Wow, that has been a lot of information. Good thing this ladder is not really moving that fast with me likely making a trip to Portland this weekend, maybe I'll have time to think about it all. 

Most likely, I'll continue down the path I've already laid out. Making this version of a ship's ladder, without bona fide rails, is actually a huge step up in safety from what they will be replacing. In addition to making this ladder, I recently completed installing guard rails on a small platform off of an elevated fort that had been built (by the previous owners of the place my daughter and granddaughter recently moved to) and used as a launching point for a rope/tree swing. The platform is about 8ft above the ground. 

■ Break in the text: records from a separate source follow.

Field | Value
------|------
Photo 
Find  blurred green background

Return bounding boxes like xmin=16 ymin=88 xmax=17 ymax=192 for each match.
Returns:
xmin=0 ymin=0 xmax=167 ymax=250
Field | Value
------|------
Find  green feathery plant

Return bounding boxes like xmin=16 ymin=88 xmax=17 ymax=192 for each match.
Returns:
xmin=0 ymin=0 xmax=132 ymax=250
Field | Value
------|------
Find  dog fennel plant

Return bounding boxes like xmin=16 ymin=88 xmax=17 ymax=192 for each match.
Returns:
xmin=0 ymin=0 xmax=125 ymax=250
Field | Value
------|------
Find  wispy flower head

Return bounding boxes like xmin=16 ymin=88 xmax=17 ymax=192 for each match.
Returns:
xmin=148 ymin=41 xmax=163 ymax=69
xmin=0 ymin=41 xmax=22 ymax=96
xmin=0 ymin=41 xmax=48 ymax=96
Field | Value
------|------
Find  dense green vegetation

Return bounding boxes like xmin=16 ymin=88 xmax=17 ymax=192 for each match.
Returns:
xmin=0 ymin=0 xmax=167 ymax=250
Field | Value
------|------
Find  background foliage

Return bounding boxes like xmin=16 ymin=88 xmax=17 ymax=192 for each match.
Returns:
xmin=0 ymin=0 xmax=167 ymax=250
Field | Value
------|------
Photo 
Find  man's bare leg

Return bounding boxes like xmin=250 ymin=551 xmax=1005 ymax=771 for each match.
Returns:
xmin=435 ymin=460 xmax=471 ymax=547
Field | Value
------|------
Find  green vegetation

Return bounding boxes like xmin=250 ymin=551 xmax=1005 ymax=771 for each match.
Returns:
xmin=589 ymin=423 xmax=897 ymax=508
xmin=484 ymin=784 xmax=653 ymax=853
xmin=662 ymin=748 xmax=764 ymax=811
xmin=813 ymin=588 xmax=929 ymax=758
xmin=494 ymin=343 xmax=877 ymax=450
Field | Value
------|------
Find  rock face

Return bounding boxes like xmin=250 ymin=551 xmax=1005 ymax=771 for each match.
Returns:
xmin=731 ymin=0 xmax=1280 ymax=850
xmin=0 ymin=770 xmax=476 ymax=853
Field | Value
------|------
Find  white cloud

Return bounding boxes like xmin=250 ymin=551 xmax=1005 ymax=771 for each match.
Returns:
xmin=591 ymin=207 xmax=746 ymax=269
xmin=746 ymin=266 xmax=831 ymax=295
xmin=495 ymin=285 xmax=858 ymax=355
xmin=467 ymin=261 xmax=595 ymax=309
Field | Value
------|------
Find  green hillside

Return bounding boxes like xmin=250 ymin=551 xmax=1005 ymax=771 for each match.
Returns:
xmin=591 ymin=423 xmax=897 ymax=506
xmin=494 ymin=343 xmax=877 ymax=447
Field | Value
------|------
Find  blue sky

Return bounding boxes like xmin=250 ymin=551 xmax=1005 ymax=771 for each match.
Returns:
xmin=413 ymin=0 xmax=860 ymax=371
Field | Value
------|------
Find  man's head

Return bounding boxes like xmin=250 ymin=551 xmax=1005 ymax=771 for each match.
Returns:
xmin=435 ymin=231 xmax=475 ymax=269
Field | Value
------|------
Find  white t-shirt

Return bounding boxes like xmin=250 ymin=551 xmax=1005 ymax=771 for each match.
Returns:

The existing ladder, assembled by my granddaughter's Mom, consists of two sections of above-ground-pool ladder, lashed one above the other, onto two 2x2s as uprights, all of that lashed to platform. Scared the heck out of me, for my granddaughter's safety, as I did not dare climb that ladder. I put the orchard ladder there just so I could climb into the fort, but it cannot remain there full time. I definitely agree that a fall from that height could be seriously injurious or fatal. All of this is why I'm building the ladder in the first place. 

Even building the ladder was not a given, given that it isn't my place and it isn't my child, so I was not the one making decisions. I was glad when my daughter was not only receptive but welcoming of my offer to build a sturdy ladder (I think she was afraid to climb the one, also). I'm pretty certain that reception would not extend to a gage-enclosed safety element. 

Getting late, later,

Rick


----------